We love Bobby. He is one of the great champions of the environment. His work to clean up the Hudson River and his tireless advocacy against multinational organizations who have polluted our waterways and endangered families has positively affected the lives of countless Americans. We stand behind him in his ongoing fight to protect our environment. However, on vaccines he is wrong.
And his and others’ work against vaccines is having heartbreaking consequences. The challenge for public health officials right now is that many people are more afraid of the vaccines than the diseases, because they’ve been lucky enough to have never seen the diseases and their devastating impact. But that’s not luck; it’s the result of concerted vaccination efforts over many years. We don’t need measles outbreaks to remind us of the value of vaccination.
The trio put on a game effort to rescue RFK Jr’s credibility on other issues, but it’s a lost cause. The enthusiasm into which Robert poured his ‘tireless advocacy’ against vaccines has to suggest that his judgment might not be much better on other issues. That’s all the more true considering the number of years and the compilation of clear data contradicting RFK’s hysteria on vaccination safety.
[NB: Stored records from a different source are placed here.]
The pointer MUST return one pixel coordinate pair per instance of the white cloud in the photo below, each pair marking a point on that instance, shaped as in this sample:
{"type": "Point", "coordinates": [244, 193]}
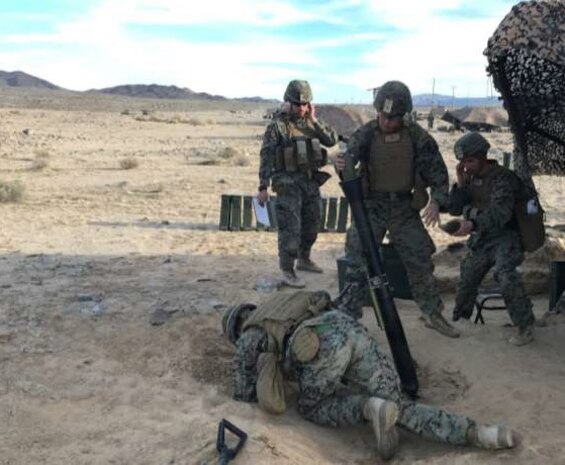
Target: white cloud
{"type": "Point", "coordinates": [98, 50]}
{"type": "Point", "coordinates": [431, 46]}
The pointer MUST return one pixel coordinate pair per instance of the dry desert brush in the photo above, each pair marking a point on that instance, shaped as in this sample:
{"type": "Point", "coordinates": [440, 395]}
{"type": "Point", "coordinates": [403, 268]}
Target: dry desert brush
{"type": "Point", "coordinates": [11, 191]}
{"type": "Point", "coordinates": [129, 163]}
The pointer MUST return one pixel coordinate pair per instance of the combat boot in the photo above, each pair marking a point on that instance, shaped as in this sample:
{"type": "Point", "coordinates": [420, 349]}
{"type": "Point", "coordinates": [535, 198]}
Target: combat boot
{"type": "Point", "coordinates": [305, 264]}
{"type": "Point", "coordinates": [383, 414]}
{"type": "Point", "coordinates": [491, 437]}
{"type": "Point", "coordinates": [439, 323]}
{"type": "Point", "coordinates": [290, 279]}
{"type": "Point", "coordinates": [524, 336]}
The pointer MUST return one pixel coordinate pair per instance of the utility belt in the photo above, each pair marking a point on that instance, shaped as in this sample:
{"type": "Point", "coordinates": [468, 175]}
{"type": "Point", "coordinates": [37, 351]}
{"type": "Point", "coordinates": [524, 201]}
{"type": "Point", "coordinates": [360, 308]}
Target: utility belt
{"type": "Point", "coordinates": [391, 196]}
{"type": "Point", "coordinates": [302, 155]}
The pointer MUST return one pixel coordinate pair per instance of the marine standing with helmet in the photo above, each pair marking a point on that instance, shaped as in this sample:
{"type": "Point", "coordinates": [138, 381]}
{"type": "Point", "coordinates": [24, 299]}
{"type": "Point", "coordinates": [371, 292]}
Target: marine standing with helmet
{"type": "Point", "coordinates": [486, 195]}
{"type": "Point", "coordinates": [397, 160]}
{"type": "Point", "coordinates": [291, 156]}
{"type": "Point", "coordinates": [343, 376]}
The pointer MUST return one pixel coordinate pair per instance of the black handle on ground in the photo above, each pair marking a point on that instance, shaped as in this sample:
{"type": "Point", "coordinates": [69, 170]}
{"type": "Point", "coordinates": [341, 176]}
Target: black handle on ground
{"type": "Point", "coordinates": [227, 454]}
{"type": "Point", "coordinates": [378, 281]}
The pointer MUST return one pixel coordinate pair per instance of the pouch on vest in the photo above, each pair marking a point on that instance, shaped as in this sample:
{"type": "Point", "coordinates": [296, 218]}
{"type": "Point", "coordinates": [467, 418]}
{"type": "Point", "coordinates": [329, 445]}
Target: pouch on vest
{"type": "Point", "coordinates": [317, 153]}
{"type": "Point", "coordinates": [529, 217]}
{"type": "Point", "coordinates": [279, 159]}
{"type": "Point", "coordinates": [289, 159]}
{"type": "Point", "coordinates": [270, 384]}
{"type": "Point", "coordinates": [321, 177]}
{"type": "Point", "coordinates": [420, 196]}
{"type": "Point", "coordinates": [301, 152]}
{"type": "Point", "coordinates": [304, 344]}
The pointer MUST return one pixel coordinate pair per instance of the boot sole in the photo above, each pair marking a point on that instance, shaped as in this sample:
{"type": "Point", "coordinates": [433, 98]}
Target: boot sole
{"type": "Point", "coordinates": [308, 270]}
{"type": "Point", "coordinates": [431, 326]}
{"type": "Point", "coordinates": [385, 430]}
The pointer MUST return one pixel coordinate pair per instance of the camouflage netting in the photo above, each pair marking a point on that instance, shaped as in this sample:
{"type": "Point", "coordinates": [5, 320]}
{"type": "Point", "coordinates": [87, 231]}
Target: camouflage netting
{"type": "Point", "coordinates": [526, 57]}
{"type": "Point", "coordinates": [492, 117]}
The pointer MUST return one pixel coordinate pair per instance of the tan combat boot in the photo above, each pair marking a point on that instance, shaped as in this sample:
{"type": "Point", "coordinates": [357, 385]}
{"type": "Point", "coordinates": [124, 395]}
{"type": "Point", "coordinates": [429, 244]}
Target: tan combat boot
{"type": "Point", "coordinates": [383, 414]}
{"type": "Point", "coordinates": [305, 264]}
{"type": "Point", "coordinates": [439, 323]}
{"type": "Point", "coordinates": [524, 336]}
{"type": "Point", "coordinates": [290, 279]}
{"type": "Point", "coordinates": [491, 437]}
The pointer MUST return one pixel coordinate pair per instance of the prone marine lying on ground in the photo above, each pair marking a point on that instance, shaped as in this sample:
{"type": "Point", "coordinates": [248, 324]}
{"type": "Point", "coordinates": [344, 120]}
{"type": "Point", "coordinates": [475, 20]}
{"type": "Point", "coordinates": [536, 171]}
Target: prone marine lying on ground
{"type": "Point", "coordinates": [301, 337]}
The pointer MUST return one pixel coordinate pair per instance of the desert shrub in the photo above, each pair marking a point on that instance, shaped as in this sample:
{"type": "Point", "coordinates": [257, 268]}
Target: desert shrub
{"type": "Point", "coordinates": [228, 152]}
{"type": "Point", "coordinates": [242, 160]}
{"type": "Point", "coordinates": [195, 122]}
{"type": "Point", "coordinates": [42, 154]}
{"type": "Point", "coordinates": [128, 163]}
{"type": "Point", "coordinates": [208, 162]}
{"type": "Point", "coordinates": [39, 164]}
{"type": "Point", "coordinates": [11, 191]}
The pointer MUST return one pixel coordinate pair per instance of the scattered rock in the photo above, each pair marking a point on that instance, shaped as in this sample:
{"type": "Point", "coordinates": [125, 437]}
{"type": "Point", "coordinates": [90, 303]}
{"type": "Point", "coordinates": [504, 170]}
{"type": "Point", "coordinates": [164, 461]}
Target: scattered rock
{"type": "Point", "coordinates": [159, 317]}
{"type": "Point", "coordinates": [267, 284]}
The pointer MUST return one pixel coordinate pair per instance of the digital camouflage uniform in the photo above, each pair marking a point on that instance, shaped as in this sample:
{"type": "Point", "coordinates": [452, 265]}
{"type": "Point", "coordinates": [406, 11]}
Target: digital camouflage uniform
{"type": "Point", "coordinates": [494, 243]}
{"type": "Point", "coordinates": [393, 212]}
{"type": "Point", "coordinates": [298, 202]}
{"type": "Point", "coordinates": [348, 357]}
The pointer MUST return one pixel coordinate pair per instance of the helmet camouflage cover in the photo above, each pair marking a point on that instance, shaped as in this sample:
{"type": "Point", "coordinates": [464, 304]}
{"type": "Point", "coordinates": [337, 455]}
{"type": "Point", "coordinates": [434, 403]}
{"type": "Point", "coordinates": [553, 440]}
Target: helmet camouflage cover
{"type": "Point", "coordinates": [298, 92]}
{"type": "Point", "coordinates": [471, 144]}
{"type": "Point", "coordinates": [393, 99]}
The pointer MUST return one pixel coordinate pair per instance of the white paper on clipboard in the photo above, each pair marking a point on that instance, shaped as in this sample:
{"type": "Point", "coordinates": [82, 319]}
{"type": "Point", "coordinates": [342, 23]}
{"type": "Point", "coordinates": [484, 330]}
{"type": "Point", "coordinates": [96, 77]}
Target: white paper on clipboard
{"type": "Point", "coordinates": [261, 213]}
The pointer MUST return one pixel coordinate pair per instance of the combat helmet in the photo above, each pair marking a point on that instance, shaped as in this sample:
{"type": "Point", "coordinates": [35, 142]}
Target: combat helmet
{"type": "Point", "coordinates": [393, 99]}
{"type": "Point", "coordinates": [471, 144]}
{"type": "Point", "coordinates": [233, 319]}
{"type": "Point", "coordinates": [297, 92]}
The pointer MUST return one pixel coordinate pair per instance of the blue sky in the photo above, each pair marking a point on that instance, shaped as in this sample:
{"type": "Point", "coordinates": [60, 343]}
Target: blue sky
{"type": "Point", "coordinates": [242, 48]}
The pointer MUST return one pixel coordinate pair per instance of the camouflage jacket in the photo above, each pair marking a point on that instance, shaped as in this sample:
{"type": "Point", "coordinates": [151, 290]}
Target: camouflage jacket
{"type": "Point", "coordinates": [498, 216]}
{"type": "Point", "coordinates": [276, 134]}
{"type": "Point", "coordinates": [252, 343]}
{"type": "Point", "coordinates": [428, 161]}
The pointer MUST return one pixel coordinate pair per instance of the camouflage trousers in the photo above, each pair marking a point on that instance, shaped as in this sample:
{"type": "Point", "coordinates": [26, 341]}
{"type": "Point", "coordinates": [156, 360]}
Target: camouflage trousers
{"type": "Point", "coordinates": [503, 254]}
{"type": "Point", "coordinates": [349, 368]}
{"type": "Point", "coordinates": [413, 244]}
{"type": "Point", "coordinates": [560, 304]}
{"type": "Point", "coordinates": [298, 216]}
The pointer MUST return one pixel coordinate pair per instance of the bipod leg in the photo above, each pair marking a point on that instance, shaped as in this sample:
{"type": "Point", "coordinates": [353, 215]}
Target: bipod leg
{"type": "Point", "coordinates": [227, 454]}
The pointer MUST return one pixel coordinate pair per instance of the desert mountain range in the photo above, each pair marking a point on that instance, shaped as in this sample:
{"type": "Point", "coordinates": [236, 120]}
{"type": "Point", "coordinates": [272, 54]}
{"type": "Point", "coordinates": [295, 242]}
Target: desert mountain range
{"type": "Point", "coordinates": [158, 91]}
{"type": "Point", "coordinates": [22, 79]}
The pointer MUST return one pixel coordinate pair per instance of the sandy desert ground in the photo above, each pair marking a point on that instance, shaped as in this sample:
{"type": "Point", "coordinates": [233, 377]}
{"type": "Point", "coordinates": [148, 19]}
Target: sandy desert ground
{"type": "Point", "coordinates": [93, 250]}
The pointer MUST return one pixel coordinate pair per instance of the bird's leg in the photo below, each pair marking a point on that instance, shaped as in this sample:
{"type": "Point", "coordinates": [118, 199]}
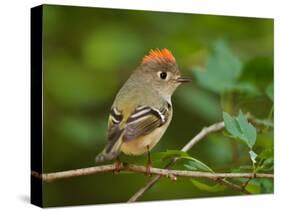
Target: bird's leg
{"type": "Point", "coordinates": [148, 165]}
{"type": "Point", "coordinates": [117, 164]}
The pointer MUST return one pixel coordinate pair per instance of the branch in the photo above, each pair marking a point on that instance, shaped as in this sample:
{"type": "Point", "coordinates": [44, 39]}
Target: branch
{"type": "Point", "coordinates": [202, 134]}
{"type": "Point", "coordinates": [143, 169]}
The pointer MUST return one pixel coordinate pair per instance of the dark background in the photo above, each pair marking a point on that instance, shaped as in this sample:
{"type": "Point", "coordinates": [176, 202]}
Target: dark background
{"type": "Point", "coordinates": [88, 53]}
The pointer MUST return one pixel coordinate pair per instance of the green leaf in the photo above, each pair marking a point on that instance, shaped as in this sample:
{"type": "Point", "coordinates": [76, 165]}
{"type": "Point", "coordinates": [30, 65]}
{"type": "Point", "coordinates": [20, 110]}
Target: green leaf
{"type": "Point", "coordinates": [248, 130]}
{"type": "Point", "coordinates": [240, 128]}
{"type": "Point", "coordinates": [231, 125]}
{"type": "Point", "coordinates": [205, 187]}
{"type": "Point", "coordinates": [253, 156]}
{"type": "Point", "coordinates": [222, 71]}
{"type": "Point", "coordinates": [270, 91]}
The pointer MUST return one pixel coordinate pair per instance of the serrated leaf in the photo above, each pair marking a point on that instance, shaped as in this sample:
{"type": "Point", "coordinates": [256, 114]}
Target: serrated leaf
{"type": "Point", "coordinates": [231, 125]}
{"type": "Point", "coordinates": [248, 130]}
{"type": "Point", "coordinates": [206, 187]}
{"type": "Point", "coordinates": [240, 128]}
{"type": "Point", "coordinates": [222, 71]}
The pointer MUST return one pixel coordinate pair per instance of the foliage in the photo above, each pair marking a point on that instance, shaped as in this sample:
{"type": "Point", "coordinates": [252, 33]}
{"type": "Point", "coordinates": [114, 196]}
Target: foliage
{"type": "Point", "coordinates": [90, 52]}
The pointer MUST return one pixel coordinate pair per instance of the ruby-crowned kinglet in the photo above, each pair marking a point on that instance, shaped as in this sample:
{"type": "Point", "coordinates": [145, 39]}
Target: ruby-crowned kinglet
{"type": "Point", "coordinates": [142, 109]}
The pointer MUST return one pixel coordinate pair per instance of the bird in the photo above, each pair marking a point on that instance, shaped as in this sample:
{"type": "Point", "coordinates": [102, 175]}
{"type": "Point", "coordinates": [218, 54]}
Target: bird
{"type": "Point", "coordinates": [142, 109]}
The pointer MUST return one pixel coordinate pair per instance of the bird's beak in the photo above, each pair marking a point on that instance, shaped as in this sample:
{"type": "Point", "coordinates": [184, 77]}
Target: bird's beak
{"type": "Point", "coordinates": [183, 80]}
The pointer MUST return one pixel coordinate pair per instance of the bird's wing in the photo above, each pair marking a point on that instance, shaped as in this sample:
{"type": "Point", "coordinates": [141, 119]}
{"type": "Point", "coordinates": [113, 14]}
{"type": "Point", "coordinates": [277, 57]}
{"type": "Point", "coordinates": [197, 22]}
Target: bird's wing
{"type": "Point", "coordinates": [144, 120]}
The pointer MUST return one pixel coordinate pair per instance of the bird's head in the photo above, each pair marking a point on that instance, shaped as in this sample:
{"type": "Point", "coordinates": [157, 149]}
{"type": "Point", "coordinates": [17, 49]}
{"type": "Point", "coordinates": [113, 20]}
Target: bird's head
{"type": "Point", "coordinates": [159, 69]}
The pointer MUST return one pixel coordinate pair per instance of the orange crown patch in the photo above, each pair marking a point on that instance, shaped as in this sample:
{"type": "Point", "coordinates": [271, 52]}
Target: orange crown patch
{"type": "Point", "coordinates": [159, 55]}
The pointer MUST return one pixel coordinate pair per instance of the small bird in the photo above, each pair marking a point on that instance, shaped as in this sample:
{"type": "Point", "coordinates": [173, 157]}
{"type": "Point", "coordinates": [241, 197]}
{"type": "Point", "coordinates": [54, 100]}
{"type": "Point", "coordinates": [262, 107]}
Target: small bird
{"type": "Point", "coordinates": [142, 109]}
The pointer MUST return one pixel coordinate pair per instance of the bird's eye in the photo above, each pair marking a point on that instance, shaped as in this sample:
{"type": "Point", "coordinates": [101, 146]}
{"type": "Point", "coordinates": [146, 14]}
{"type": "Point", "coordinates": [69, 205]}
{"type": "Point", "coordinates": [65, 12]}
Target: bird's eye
{"type": "Point", "coordinates": [163, 75]}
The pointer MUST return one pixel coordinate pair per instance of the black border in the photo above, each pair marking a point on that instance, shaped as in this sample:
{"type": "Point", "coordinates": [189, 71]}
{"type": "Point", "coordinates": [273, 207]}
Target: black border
{"type": "Point", "coordinates": [36, 103]}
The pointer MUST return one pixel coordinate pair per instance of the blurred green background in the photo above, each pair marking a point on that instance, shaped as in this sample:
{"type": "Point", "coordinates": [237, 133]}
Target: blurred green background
{"type": "Point", "coordinates": [88, 53]}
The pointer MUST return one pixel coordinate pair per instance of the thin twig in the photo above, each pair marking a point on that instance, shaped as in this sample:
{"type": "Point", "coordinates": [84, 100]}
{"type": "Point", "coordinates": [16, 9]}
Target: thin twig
{"type": "Point", "coordinates": [143, 169]}
{"type": "Point", "coordinates": [202, 134]}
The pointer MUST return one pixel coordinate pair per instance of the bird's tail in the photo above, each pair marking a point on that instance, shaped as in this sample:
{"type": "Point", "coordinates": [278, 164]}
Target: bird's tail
{"type": "Point", "coordinates": [110, 152]}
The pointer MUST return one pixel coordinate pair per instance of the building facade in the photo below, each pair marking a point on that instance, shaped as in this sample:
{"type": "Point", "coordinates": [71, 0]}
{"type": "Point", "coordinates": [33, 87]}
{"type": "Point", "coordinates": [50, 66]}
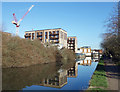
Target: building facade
{"type": "Point", "coordinates": [57, 36]}
{"type": "Point", "coordinates": [86, 50]}
{"type": "Point", "coordinates": [72, 43]}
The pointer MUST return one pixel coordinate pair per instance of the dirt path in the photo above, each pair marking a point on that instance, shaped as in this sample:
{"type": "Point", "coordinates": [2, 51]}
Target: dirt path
{"type": "Point", "coordinates": [112, 75]}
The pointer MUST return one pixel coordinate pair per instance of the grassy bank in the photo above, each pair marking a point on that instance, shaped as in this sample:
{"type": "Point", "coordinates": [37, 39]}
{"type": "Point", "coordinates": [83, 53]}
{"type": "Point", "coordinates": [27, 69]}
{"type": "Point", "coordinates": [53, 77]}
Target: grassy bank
{"type": "Point", "coordinates": [99, 80]}
{"type": "Point", "coordinates": [18, 52]}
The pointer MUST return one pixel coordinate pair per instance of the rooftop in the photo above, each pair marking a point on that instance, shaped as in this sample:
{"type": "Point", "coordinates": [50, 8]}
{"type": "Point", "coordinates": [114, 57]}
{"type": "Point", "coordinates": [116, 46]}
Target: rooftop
{"type": "Point", "coordinates": [45, 29]}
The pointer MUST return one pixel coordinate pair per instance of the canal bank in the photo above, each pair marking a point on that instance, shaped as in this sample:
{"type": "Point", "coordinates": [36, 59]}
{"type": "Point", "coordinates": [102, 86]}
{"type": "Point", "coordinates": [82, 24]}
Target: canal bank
{"type": "Point", "coordinates": [19, 52]}
{"type": "Point", "coordinates": [106, 76]}
{"type": "Point", "coordinates": [99, 79]}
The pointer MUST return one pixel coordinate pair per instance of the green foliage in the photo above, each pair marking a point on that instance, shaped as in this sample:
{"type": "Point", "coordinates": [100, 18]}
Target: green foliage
{"type": "Point", "coordinates": [111, 42]}
{"type": "Point", "coordinates": [99, 77]}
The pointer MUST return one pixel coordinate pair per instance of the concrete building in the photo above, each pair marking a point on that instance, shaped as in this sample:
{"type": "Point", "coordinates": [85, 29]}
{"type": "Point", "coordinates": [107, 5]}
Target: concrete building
{"type": "Point", "coordinates": [72, 43]}
{"type": "Point", "coordinates": [96, 53]}
{"type": "Point", "coordinates": [86, 61]}
{"type": "Point", "coordinates": [86, 50]}
{"type": "Point", "coordinates": [57, 36]}
{"type": "Point", "coordinates": [73, 71]}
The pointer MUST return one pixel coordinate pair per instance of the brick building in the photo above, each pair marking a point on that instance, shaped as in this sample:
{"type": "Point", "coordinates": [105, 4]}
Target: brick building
{"type": "Point", "coordinates": [57, 36]}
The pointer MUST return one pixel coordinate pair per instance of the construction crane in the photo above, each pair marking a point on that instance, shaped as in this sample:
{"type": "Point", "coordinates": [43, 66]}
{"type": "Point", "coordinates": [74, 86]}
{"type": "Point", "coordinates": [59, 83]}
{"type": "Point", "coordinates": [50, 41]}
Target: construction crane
{"type": "Point", "coordinates": [17, 23]}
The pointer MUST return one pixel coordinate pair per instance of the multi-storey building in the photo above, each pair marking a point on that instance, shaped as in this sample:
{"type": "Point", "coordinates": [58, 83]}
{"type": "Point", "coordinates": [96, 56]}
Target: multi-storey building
{"type": "Point", "coordinates": [86, 61]}
{"type": "Point", "coordinates": [86, 50]}
{"type": "Point", "coordinates": [72, 43]}
{"type": "Point", "coordinates": [57, 36]}
{"type": "Point", "coordinates": [96, 53]}
{"type": "Point", "coordinates": [73, 71]}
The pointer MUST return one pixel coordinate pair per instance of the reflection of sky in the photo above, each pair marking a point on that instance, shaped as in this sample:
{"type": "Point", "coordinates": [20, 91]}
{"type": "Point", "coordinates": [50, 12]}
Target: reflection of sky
{"type": "Point", "coordinates": [81, 82]}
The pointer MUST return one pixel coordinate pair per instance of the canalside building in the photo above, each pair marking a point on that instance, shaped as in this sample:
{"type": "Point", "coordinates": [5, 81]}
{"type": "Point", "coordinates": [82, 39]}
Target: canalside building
{"type": "Point", "coordinates": [86, 50]}
{"type": "Point", "coordinates": [57, 36]}
{"type": "Point", "coordinates": [72, 43]}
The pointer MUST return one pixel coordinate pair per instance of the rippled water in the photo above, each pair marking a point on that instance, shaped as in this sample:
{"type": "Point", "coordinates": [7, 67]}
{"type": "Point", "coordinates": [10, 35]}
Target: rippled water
{"type": "Point", "coordinates": [49, 77]}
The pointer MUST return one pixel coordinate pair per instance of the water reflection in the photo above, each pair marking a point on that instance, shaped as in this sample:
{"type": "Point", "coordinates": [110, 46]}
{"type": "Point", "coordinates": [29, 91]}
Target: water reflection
{"type": "Point", "coordinates": [49, 76]}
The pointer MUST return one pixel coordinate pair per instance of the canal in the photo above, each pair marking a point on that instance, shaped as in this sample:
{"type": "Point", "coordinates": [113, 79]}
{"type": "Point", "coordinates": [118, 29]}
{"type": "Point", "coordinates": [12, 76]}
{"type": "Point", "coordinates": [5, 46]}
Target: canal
{"type": "Point", "coordinates": [49, 76]}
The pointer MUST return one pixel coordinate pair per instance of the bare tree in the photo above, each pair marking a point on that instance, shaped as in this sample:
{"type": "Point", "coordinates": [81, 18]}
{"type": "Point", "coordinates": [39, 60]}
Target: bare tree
{"type": "Point", "coordinates": [111, 42]}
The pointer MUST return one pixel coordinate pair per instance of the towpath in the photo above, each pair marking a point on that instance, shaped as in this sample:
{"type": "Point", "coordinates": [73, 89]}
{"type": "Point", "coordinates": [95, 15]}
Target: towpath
{"type": "Point", "coordinates": [113, 75]}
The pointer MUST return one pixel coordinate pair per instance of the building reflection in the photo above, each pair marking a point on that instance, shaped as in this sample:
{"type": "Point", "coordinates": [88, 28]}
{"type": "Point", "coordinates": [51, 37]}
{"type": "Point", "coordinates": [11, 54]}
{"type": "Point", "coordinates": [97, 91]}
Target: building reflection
{"type": "Point", "coordinates": [57, 81]}
{"type": "Point", "coordinates": [60, 79]}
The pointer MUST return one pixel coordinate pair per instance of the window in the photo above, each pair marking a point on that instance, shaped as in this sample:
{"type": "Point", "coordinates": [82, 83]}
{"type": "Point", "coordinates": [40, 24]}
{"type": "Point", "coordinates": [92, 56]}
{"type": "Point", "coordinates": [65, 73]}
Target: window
{"type": "Point", "coordinates": [26, 33]}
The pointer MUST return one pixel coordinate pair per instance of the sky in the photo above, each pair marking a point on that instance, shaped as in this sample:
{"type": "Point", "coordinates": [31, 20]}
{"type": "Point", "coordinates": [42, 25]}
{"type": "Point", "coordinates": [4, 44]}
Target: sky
{"type": "Point", "coordinates": [85, 20]}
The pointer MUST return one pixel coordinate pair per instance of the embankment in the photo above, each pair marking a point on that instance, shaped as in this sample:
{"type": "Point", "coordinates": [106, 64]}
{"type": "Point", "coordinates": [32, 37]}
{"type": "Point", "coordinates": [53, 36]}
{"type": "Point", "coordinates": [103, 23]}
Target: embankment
{"type": "Point", "coordinates": [99, 78]}
{"type": "Point", "coordinates": [18, 52]}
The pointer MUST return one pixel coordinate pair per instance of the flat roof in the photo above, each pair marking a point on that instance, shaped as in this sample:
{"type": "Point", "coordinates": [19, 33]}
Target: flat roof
{"type": "Point", "coordinates": [86, 47]}
{"type": "Point", "coordinates": [45, 29]}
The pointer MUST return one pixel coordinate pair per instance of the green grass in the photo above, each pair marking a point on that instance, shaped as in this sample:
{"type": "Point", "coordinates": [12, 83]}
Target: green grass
{"type": "Point", "coordinates": [99, 77]}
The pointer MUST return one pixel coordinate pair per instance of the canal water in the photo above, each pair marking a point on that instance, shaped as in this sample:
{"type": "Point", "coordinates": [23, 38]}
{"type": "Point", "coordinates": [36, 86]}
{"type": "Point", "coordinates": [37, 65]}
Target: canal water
{"type": "Point", "coordinates": [49, 77]}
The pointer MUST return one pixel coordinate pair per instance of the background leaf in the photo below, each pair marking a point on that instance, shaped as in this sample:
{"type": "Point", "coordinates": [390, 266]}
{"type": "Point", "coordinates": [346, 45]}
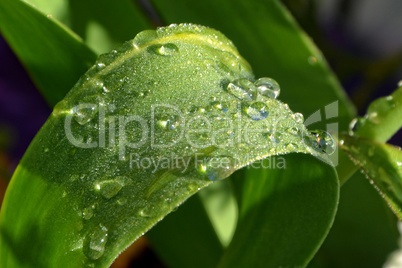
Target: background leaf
{"type": "Point", "coordinates": [90, 205]}
{"type": "Point", "coordinates": [53, 65]}
{"type": "Point", "coordinates": [382, 119]}
{"type": "Point", "coordinates": [102, 24]}
{"type": "Point", "coordinates": [285, 213]}
{"type": "Point", "coordinates": [382, 164]}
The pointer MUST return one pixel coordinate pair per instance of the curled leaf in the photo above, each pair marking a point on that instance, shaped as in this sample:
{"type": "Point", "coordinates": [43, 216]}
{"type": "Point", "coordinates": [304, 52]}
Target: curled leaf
{"type": "Point", "coordinates": [147, 126]}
And it’s not as though this was RFK Jr’s only other conspiracy-theory flier — remember how he declared that George W. Bush stole the 2004 election, and the proof was in the exit polls? Or how hog producers were more dangerous than Osama bin Laden?
RFK’s cheese slid off his cracker many years ago, but it’s tough not to feel some sympathy for the Kennedy authors of this piece. They almost certainly didn’t do this as a first resort. The Kennedys are much more inclined to circle the wagons rather than form circular firing squads. One has to imagine all of the attempts to shake some sense into RFK on this subject that the authors have tried, only to discover that RFK is impervious to sense. This essay sounds like a so be it declaration — a decision to sever the family’s reputation once and for all from their brother and uncle.
That won’t be cost-free for them, either. Kudos for taking a stand on this issue and making clear just how far out in left field RFK Jr really is. It’s not their fault that this reality makes it impossible to salvage RFK’s credibility — he shredded it himself long before now.